3.3 Prediction chemicals involved in reproductive biological processes
3.3.1 Introduction of online prediction tool
The database offers an online tool for predicting the involvement of compounds in important biological processes in mouse. Based on the significance of key reproductive processes and the subsequent profound impact and influence of chemicals, we selected the relationships between functional chemicals and reproductive processes from the ReproductiveCDB and extracted their respective features. Subsequently, we employed the deep neural method (DNN) in machine learning to build predictive models and achieve reliable results. This tool significantly enhances the practicality of the database, expands the dataset, and provides a streamlined approach, eliminating the time and effort associated with biological experiments.
3.3.2 Method of utilizing the online prediction tool
The database offers predictive examples compound (CID: 90311989), where by 1) clicking on 'Example', 2) the results page will appear. The left panel provides a visual representation of the 3D structure of the target small molecule, which can be further explored by dragging with the mouse. On the right panel, the relevance of the target molecule to crucial reproductive processes is displayed. The information is presented in a table format, including the compound's CID, the biological process's GO ID, the correlation probability between them, and a final assessment of their relevance (Yes/No) is made. (‘Yes’ for a probability greater than 0.5, denoting relevance, and ‘No’ for a probability less than 0.5, denoting irrelevance).

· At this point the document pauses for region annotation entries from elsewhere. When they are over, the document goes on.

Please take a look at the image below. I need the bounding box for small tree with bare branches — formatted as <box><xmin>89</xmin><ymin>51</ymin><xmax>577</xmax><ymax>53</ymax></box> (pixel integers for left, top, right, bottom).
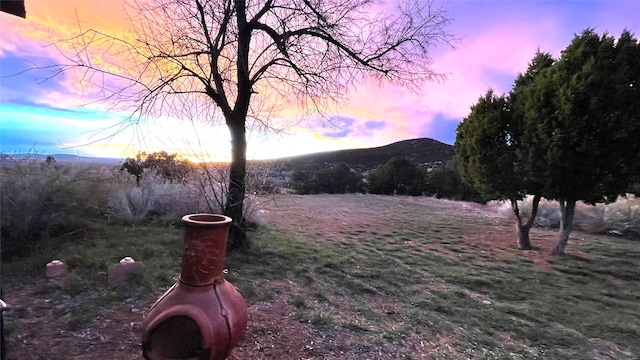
<box><xmin>47</xmin><ymin>0</ymin><xmax>450</xmax><ymax>246</ymax></box>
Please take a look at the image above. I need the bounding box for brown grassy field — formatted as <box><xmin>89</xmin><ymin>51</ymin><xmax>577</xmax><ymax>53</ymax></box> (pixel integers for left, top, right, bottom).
<box><xmin>3</xmin><ymin>195</ymin><xmax>640</xmax><ymax>359</ymax></box>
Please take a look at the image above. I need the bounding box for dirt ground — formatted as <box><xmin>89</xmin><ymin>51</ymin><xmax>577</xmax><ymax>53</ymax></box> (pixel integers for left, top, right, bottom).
<box><xmin>4</xmin><ymin>195</ymin><xmax>579</xmax><ymax>360</ymax></box>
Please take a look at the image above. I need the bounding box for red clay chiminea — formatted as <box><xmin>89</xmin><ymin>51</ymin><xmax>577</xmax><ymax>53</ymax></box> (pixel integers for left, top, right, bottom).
<box><xmin>142</xmin><ymin>214</ymin><xmax>247</xmax><ymax>360</ymax></box>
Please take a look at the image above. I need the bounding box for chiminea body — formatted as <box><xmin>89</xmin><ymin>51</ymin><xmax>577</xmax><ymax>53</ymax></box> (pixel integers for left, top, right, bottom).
<box><xmin>142</xmin><ymin>214</ymin><xmax>247</xmax><ymax>360</ymax></box>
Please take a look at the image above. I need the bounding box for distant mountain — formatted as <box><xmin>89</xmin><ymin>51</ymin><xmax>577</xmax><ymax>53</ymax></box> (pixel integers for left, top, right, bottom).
<box><xmin>275</xmin><ymin>138</ymin><xmax>454</xmax><ymax>172</ymax></box>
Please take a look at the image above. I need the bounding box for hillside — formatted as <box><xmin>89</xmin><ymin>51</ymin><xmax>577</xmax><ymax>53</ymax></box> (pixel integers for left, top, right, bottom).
<box><xmin>276</xmin><ymin>138</ymin><xmax>454</xmax><ymax>172</ymax></box>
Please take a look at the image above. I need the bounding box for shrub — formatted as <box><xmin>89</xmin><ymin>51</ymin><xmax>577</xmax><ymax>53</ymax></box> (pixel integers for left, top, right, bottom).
<box><xmin>425</xmin><ymin>158</ymin><xmax>486</xmax><ymax>204</ymax></box>
<box><xmin>0</xmin><ymin>159</ymin><xmax>101</xmax><ymax>259</ymax></box>
<box><xmin>367</xmin><ymin>157</ymin><xmax>426</xmax><ymax>195</ymax></box>
<box><xmin>501</xmin><ymin>194</ymin><xmax>640</xmax><ymax>239</ymax></box>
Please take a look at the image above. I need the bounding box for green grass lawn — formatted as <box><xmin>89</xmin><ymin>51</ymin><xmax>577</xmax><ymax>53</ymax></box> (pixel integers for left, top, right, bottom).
<box><xmin>2</xmin><ymin>197</ymin><xmax>640</xmax><ymax>359</ymax></box>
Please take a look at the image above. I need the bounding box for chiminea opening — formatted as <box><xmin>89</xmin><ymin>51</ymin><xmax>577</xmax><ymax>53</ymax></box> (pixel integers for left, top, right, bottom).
<box><xmin>146</xmin><ymin>316</ymin><xmax>209</xmax><ymax>360</ymax></box>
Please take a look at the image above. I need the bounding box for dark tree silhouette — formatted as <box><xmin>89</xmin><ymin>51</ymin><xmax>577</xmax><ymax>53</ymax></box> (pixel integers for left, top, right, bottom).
<box><xmin>42</xmin><ymin>0</ymin><xmax>451</xmax><ymax>246</ymax></box>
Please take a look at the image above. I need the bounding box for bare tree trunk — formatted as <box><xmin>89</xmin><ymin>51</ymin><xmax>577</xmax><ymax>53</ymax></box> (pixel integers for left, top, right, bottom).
<box><xmin>224</xmin><ymin>119</ymin><xmax>247</xmax><ymax>248</ymax></box>
<box><xmin>551</xmin><ymin>199</ymin><xmax>576</xmax><ymax>255</ymax></box>
<box><xmin>510</xmin><ymin>195</ymin><xmax>541</xmax><ymax>250</ymax></box>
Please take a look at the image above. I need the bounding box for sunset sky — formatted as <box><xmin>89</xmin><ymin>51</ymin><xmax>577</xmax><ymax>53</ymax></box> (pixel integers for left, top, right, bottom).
<box><xmin>0</xmin><ymin>0</ymin><xmax>640</xmax><ymax>160</ymax></box>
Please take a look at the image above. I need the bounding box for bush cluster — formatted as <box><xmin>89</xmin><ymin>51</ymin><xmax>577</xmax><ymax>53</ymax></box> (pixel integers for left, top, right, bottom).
<box><xmin>0</xmin><ymin>159</ymin><xmax>105</xmax><ymax>258</ymax></box>
<box><xmin>501</xmin><ymin>194</ymin><xmax>640</xmax><ymax>240</ymax></box>
<box><xmin>0</xmin><ymin>158</ymin><xmax>264</xmax><ymax>259</ymax></box>
<box><xmin>289</xmin><ymin>157</ymin><xmax>485</xmax><ymax>203</ymax></box>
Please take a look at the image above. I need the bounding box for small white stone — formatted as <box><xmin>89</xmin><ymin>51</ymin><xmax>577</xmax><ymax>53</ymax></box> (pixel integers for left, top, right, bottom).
<box><xmin>120</xmin><ymin>256</ymin><xmax>135</xmax><ymax>264</ymax></box>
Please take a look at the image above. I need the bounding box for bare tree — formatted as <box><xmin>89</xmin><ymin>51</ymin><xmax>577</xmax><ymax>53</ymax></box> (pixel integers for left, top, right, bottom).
<box><xmin>47</xmin><ymin>0</ymin><xmax>450</xmax><ymax>246</ymax></box>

Users can conveniently utilize this tool by 1) uploading a 2D SDF file containing the structure of the target compound on the webpage, In this demonstration, we use Octyl Octanoate (CID: 61294) as an example. Its structure was retrieved from the PubChem database (https://pubchem.ncbi.nlm.nih.gov/) and uploaded to our database. 2) clicking ‘submit’, and after a brief waiting period of approximately 10 seconds, 3) subsequently receiving the predicted results regarding the compound's relevance to significant reproductive processes.

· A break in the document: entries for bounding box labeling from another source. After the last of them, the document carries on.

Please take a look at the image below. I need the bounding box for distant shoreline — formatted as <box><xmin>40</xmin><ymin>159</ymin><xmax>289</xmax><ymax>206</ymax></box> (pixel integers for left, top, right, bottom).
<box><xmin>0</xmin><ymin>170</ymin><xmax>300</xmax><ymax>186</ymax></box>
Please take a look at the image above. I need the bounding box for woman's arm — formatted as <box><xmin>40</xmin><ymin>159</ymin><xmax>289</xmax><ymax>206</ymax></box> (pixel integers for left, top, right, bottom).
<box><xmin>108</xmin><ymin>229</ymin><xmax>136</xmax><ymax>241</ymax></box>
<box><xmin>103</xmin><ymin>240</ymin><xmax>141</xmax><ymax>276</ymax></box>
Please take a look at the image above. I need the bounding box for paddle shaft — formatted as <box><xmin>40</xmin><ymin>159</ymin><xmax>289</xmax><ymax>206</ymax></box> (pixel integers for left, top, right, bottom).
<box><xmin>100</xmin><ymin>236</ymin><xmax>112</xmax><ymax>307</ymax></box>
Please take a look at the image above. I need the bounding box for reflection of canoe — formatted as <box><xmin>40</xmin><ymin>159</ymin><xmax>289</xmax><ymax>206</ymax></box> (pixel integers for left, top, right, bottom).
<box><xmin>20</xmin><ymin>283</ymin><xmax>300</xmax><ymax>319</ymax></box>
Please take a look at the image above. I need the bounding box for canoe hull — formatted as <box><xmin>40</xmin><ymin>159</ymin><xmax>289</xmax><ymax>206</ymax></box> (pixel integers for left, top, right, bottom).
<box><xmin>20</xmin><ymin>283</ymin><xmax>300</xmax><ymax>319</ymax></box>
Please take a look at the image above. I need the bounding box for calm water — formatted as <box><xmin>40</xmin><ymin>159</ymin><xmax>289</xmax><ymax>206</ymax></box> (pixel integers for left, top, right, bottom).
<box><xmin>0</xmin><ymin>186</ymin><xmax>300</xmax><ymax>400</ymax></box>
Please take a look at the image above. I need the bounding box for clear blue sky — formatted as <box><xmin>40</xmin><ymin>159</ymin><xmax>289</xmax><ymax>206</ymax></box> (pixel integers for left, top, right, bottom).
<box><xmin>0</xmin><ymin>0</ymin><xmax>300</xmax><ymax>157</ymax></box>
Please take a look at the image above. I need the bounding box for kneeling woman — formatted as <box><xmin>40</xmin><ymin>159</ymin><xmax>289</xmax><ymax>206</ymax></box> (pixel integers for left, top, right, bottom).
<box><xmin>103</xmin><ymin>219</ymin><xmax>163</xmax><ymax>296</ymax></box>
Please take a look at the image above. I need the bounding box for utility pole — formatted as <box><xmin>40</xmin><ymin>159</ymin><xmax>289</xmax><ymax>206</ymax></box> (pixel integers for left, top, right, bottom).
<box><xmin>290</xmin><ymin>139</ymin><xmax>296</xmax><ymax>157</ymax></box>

3.3.3 Browse and search of prediction results of 10,396 chemicals
The 'search and browse of prediction results' section of the database facilitates user convenience by showcasing the relationships between 10,396 tested compounds and important reproductive processes. The information is presented in a table format, including the compound's CID, the biological process's GO ID, the correlation probability between them, and a final assessment of their relevance (Yes/No) is made. (‘Yes’ for a probability greater than 0.5, denoting relevance, and ‘No’ for a probability less than 0.5, denoting irrelevance). The search functionality is also supported. 1) Users can browse or filter through biological processes of interest by clicking on them, facilitating easy exploration. 2) Alternatively, users have the option to perform targeted searches by entering the compound CID, further enhancing their ability to find specific biological processes. Users can also download the table containing all predicted results of compounds analysis from the 'Download' page.